Francisco Oliveira Simões (Historiador)
Crónicas do Passado
Saga Feérica no Reino da Dinamarca
O sol escaldante do Verão anunciava aos arautos da arte dinamarquesa que podiam sair de casa e compor odes em seu nome. Já não se avistavam as nuvens agrestes a coroar os vastos jardins verdejantes, num enquadramento bucólico e melancólico. Foi numa manhã como a que nos descreve o poeta dinamarquês B. S. Ingemann (1789-1862), que alcancei Copenhaga.
O sol que nasce no leste
Cobre as nuvens com vestido dourado,
Sobre os mares e colinas navega os céus,
Sobre o campo e a cidade.


Curiosamente, o sol deve ser uma das raras palavras que se escreve da mesma maneira em dinamarquês e português. Nestas terras brilhantes a temperatura registava mais de trinta graus, num calor denso, pesado e tropical.
Fui visitar dois amigos, a Stephanie e o Emil, que no ano anterior estiveram em Lisboa. Foram os melhores anfitriões que podia algum dia almejar, com uma cultura impressionante seja em que ciência for.

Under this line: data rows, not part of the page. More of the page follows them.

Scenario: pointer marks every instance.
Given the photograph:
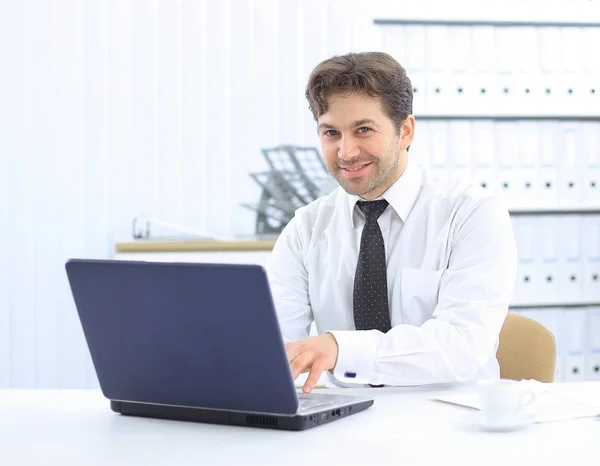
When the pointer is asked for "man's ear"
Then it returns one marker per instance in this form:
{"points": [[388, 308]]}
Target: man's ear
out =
{"points": [[407, 132]]}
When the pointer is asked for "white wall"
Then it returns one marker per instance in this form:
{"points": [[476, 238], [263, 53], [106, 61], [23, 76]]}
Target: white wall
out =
{"points": [[113, 108]]}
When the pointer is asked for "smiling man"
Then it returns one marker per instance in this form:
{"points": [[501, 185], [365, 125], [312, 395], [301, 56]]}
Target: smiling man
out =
{"points": [[407, 277]]}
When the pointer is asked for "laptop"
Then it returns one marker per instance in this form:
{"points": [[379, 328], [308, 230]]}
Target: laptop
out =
{"points": [[193, 342]]}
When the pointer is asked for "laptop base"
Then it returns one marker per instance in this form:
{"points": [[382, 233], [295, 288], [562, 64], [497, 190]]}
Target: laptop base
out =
{"points": [[237, 418]]}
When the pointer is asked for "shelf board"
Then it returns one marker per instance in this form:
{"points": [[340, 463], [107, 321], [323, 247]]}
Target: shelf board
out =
{"points": [[482, 22], [556, 211], [510, 117], [555, 305]]}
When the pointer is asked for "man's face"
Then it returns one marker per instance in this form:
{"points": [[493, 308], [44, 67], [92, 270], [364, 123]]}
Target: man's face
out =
{"points": [[360, 144]]}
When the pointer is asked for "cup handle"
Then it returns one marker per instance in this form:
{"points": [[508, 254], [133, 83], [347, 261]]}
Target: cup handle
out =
{"points": [[526, 399]]}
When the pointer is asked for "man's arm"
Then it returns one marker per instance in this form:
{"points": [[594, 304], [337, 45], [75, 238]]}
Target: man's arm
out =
{"points": [[288, 279], [453, 346]]}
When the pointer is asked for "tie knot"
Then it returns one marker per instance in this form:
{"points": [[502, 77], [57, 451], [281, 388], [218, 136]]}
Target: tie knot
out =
{"points": [[372, 209]]}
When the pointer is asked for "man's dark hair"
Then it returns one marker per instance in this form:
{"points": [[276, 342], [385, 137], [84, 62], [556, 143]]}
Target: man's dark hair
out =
{"points": [[376, 74]]}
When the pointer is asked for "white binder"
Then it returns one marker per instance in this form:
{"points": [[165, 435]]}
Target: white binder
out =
{"points": [[527, 175], [570, 184], [548, 137], [527, 88], [506, 156], [412, 50], [548, 45], [591, 258], [528, 282], [574, 321], [483, 159], [593, 347], [437, 132], [461, 90], [460, 150], [570, 264], [484, 76], [438, 91], [591, 163], [548, 237]]}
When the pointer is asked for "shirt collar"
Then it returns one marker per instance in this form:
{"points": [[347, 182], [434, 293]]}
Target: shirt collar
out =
{"points": [[402, 195]]}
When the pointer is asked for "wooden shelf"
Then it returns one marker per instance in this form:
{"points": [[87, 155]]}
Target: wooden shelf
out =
{"points": [[190, 245], [482, 22], [555, 305], [510, 117], [556, 211]]}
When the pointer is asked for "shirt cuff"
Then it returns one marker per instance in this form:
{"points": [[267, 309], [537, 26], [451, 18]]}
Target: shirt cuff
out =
{"points": [[356, 356]]}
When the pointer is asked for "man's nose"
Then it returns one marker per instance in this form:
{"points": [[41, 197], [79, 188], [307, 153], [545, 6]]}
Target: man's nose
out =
{"points": [[348, 148]]}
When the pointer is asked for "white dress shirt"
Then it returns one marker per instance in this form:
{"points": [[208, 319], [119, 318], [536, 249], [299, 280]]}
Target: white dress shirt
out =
{"points": [[451, 268]]}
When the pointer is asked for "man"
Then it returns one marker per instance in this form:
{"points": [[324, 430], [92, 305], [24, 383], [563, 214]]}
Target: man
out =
{"points": [[408, 278]]}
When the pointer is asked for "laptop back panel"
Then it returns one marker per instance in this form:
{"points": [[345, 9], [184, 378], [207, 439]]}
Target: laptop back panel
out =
{"points": [[160, 333]]}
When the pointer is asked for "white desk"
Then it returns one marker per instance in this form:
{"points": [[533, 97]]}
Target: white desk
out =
{"points": [[403, 427]]}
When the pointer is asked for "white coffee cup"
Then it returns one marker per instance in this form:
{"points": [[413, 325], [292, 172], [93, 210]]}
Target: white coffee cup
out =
{"points": [[503, 400]]}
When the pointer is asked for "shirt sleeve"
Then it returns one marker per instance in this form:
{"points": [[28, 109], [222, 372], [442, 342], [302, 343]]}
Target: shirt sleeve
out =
{"points": [[288, 279], [462, 336]]}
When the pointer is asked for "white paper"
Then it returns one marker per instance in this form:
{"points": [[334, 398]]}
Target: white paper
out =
{"points": [[552, 403]]}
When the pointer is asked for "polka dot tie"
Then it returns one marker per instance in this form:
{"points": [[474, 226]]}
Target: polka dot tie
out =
{"points": [[370, 281]]}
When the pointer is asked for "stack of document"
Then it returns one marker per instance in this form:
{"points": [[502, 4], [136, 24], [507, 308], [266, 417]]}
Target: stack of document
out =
{"points": [[554, 402]]}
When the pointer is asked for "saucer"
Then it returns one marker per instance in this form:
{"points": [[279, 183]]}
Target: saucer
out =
{"points": [[506, 425]]}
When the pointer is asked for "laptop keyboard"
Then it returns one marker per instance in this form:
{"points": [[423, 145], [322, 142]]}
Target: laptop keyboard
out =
{"points": [[312, 401]]}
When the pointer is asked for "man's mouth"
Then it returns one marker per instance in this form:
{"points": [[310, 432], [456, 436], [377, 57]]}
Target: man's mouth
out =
{"points": [[355, 168]]}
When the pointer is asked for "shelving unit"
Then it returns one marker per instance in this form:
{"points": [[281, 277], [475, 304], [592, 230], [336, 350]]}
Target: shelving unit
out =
{"points": [[553, 102]]}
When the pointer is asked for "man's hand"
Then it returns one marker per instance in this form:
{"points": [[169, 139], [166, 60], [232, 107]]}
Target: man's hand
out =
{"points": [[314, 354]]}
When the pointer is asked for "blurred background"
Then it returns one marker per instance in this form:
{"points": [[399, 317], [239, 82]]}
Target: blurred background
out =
{"points": [[190, 116]]}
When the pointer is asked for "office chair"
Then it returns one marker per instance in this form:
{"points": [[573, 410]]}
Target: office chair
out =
{"points": [[526, 350]]}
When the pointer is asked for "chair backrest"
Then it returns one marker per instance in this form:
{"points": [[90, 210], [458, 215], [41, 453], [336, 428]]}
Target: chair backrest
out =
{"points": [[526, 350]]}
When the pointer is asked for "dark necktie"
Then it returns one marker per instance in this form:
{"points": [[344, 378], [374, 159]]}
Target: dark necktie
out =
{"points": [[370, 281]]}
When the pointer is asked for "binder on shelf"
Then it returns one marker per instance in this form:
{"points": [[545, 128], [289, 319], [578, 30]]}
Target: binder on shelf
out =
{"points": [[591, 257], [506, 158], [593, 347], [438, 91], [484, 154], [548, 238], [569, 246], [528, 283], [574, 324], [438, 147], [548, 156], [591, 163], [484, 76], [569, 179], [460, 149], [527, 176]]}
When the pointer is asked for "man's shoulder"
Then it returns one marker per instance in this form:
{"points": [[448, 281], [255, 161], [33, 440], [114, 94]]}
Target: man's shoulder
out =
{"points": [[445, 189], [323, 205]]}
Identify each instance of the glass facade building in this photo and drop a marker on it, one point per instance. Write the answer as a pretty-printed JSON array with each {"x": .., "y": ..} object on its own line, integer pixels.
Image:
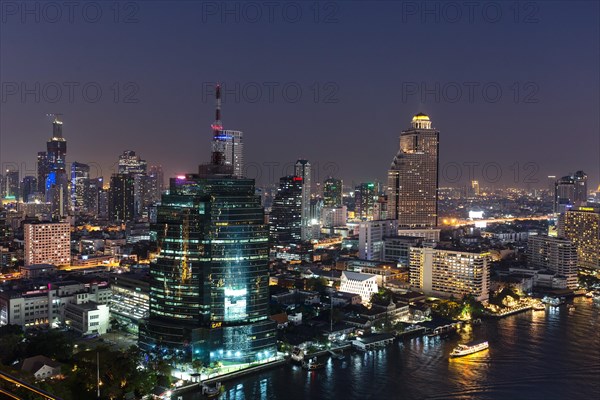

Começámos por visitar o Castelo de Kronborg, onde viveu a família real no final do século XVI e principio do XVII, mandado reconstruir pelo rei Frederick II, no ano de 1585. Foi estrategicamente erigido no estreito de Öresund, na cidade de Helsingor, que faz fronteira com a Suécia, eterno inimigo da Dinamarca. Nas catacumbas labirínticas repousa a estátua adormecida de Holger Danske, rei lendário do século IX, que irá acordar quando o seu reino sofrer uma vilania do destino. Muitos dizem que este castelo é Elsinore, o famoso palco onde tivera lugar a peça “Hamlet”, de Shakespeare. Por isso mesmo, ainda hoje existem recriações desse texto dramatúrgico no pátio daquele portento arquitetónico.
Ao regressar a Copenhaga damos de caras com uma capital governada pelo mar e a transbordar de História por todos os poros. Depois de a vislumbrar longamente, não é difícil de compreender onde Hans Christian Andersen encontrou inspiração, a par com Sintra, local onde também viveu. As casas típicas, quase com telhado de colmo, as torres altas das igrejas e os canais que banham a cidade, são tudo objetos de um conjunto artístico perfeito. A torre astrológica Rundtaarn, mandada construir em 1637 pelo rei Christian IV com uma largura acentuada para a poder subir com a sua carroça, demonstra o fascínio que o soberano tinha pelas estrelas e outros corpos celestes.
Quando se abriram as portas do Museu Nacional da Dinamarca deparei-me com runas vikings gravadas em pedras ancestrais. Todos esses saberes ainda hoje nos chegavam, respiravam os mares do norte e cantavam épicos, lembranças de uma civilização que ainda não esgotou todos os seus exemplos e ensinamentos. O esqueleto de um auroque olhava-nos com ar intimidante, mas parecia que já o conhecia. Foi descoberto numa escavação arqueológica na ilha de Vig, a mesma origem do jovem Han, que embarcou num cargueiro inglês sem destino aparente, acabando por assentar arraias na invicta cidade do Porto. Este testemunho é-nos relatado por Sophia de Mello Breyner Andresen através do conto “Saga”, a recordar as histórias do seu bisavô dinamarquês, Jan Heinrich Andresen (1826-1894), que nunca chegou a conhecer.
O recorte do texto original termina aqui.